Enhancing RAG with Active Learning on Conversation Records: Reject Incapables and Answer Capables

TL;DR

This work tackles persistent hallucinations in retrieval-augmented generation (RAG) by leveraging unlabeled conversation records through active learning to build a high-quality human-preference dataset. It introduces AL4RAG, a diversity-aware sampling framework tailored to the three-field structure of RAG data, and Retrieval-Augmented Similarity (RAS) to measure cross-sample distance more accurately. A novel preference dataset is constructed by labeling hallucinations and pairing model responses with explicit refusals, enabling Direct Preference Optimization (DPO) fine-tuning. Experiments on the RAGTruth dataset across multiple tasks show that AL4RAG and its Ras-enhanced variant consistently outperform baselines, especially under limited annotation budgets, demonstrating practical potential for safer and more reliable RAG systems.

Abstract

Retrieval-augmented generation (RAG) is a key technique for leveraging external knowledge and reducing hallucinations in large language models (LLMs). However, RAG still struggles to fully prevent hallucinated responses. To address this, it is essential to identify samples prone to hallucination or guide LLMs toward correct responses, which experts then annotate to develop high-quality datasets for refining LLMs.
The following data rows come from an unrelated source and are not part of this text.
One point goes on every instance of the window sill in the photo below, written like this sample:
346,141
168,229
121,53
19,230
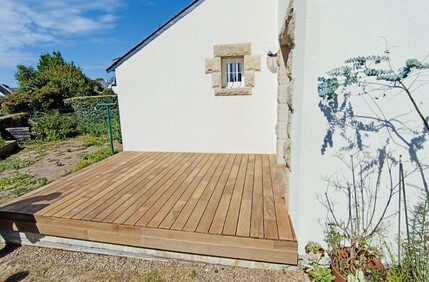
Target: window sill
233,91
However, the growing scarcity of such datasets makes their creation challenging. This paper proposes using the vast amount of conversations from widespread LLM usage to build these datasets, training LLMs to avoid hallucination-prone questions while accurately responding to manageable ones. Given the impracticality of expert-annotating all conversation records, the paper introduces AL4RAG, which uses active learning to select the most suitable conversation samples for annotation, optimizing performance within an annotation budget. Additionally, recognizing that traditional active learning methods are not fully compatible with RAG due to unsuitable distance metrics, we develop a novel sample distance measurement for RAG active learning. Extensive experiments show that our method consistently outperforms baselines across multiple metrics.

Paper Structure

This paper contains 23 sections, 5 equations, 3 figures, 3 tables.

Figures (3)

  • Figure 1: (a) An example regarding our tasks. In the scenario on the left, the original model provides an incorrect response to the user; in this case, we expect the model to decline answering the question, whereas in the scenario on the right, where the original model delivers a correct response, we aim for it to generate accurate responses more consistently. (b) Overall framework of our approach. The example of preference set construction is the same as (a).
  • Figure 2: Part of the experimental results of query similarity, prompt similarity and ras, which shows the impact of different similarity measurement on model performance. The left graph shows the performance of handling hallucination-prone queries, and the graph on the right shows the performance of handling model-answerable queries.
  • Figure 3: The performance of the original model, the full-data SFT model, and the full-data DPO-trained model, with the performance of the model trained via DPO with 25% data selected by our method as comparison. (a) Rejection rate of rejection performance; (b) Rouge-L of stability performance; (c) BERTScore of stability performance.